There are two choices—either quiche Lorraine or quiche Provençal—along with a selection of croissants, pain au chocolat, and biscuits to choose from.
After two weeks of frequenting Chez Auzet, I guess we were accepted as locals. Each day, we saw the owner cooking omelettes and other delicious looking dishes for his family. So on our last day there, my husband decides to ask if he can have an omelette even though it is not on the menu. A young cook of the family who was cooking that day says, “OK.” My husband asks for champignons, but the cook says, “No champignons.” He comes back in a few minutes and says, “We have onions.” So for just five euros, we receive an award-winning onion omelette from a kitchen that looks like it is right out of a cooking school.

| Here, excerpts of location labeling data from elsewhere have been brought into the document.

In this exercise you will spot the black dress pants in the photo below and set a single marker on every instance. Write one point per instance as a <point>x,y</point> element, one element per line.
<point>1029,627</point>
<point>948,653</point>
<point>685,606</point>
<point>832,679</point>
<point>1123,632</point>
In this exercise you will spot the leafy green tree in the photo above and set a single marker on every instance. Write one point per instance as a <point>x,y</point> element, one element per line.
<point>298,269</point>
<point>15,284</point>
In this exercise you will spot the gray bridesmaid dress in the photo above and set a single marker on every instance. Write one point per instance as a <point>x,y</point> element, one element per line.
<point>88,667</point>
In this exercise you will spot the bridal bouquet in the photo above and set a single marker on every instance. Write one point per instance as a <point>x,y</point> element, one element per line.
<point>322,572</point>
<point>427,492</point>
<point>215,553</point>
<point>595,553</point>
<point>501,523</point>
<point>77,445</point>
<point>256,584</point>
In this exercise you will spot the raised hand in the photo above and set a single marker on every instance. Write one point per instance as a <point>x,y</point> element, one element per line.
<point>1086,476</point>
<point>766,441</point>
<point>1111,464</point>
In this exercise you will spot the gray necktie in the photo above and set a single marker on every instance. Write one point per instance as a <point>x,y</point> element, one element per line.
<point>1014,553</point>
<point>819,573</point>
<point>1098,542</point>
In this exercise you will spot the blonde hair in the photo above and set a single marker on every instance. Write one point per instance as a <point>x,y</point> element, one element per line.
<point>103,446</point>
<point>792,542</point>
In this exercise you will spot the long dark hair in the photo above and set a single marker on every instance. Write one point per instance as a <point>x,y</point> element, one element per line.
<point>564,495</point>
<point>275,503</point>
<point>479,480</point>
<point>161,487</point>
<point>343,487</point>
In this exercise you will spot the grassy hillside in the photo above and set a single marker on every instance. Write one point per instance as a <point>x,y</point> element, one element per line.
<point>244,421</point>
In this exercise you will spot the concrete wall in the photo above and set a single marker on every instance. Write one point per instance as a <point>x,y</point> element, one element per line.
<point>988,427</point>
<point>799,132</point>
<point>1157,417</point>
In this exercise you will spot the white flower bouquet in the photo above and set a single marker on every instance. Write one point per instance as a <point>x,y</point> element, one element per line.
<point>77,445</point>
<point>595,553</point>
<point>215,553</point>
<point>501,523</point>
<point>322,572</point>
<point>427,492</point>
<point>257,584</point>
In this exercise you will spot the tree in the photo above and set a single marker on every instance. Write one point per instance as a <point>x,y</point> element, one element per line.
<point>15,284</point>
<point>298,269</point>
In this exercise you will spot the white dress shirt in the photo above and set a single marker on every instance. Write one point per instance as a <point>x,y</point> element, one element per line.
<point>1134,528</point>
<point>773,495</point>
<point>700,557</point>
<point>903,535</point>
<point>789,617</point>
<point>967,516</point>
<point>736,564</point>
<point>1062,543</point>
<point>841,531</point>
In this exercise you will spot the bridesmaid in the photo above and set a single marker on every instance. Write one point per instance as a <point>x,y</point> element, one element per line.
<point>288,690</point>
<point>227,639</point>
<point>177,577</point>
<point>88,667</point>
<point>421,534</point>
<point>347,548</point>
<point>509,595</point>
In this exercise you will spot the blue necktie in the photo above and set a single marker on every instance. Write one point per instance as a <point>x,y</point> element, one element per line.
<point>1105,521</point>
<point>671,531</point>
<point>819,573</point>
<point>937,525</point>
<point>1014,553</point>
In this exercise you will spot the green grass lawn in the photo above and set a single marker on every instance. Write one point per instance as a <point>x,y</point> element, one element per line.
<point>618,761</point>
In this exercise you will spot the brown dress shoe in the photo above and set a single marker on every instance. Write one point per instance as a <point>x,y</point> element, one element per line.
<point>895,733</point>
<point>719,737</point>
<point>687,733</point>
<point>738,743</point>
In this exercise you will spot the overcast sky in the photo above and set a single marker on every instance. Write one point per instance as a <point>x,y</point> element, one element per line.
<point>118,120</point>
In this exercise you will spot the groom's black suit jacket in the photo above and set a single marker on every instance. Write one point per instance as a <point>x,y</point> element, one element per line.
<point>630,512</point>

Little did I know till now, the owner, Gerard Auzet, has been a famous baker for quite some time. He had a bakery in Cavaillon with a cult following for years, which was written about by Peter Mayle in his first book. Because the bread was that good, Mayle and Auzet joined together in publishing a book all about breadmaking called Confessions of a French Baker.
The village of Ménerbes, where Chez Auzet is now located, is a village of dreams. Here is some of what you will see as you make your way up the hill to this salon de thé.
I know I write a lot about omelettes. But the French omelettes are just that good! So soon I’ll have to tell you about the 42-euro omelette. Yikes!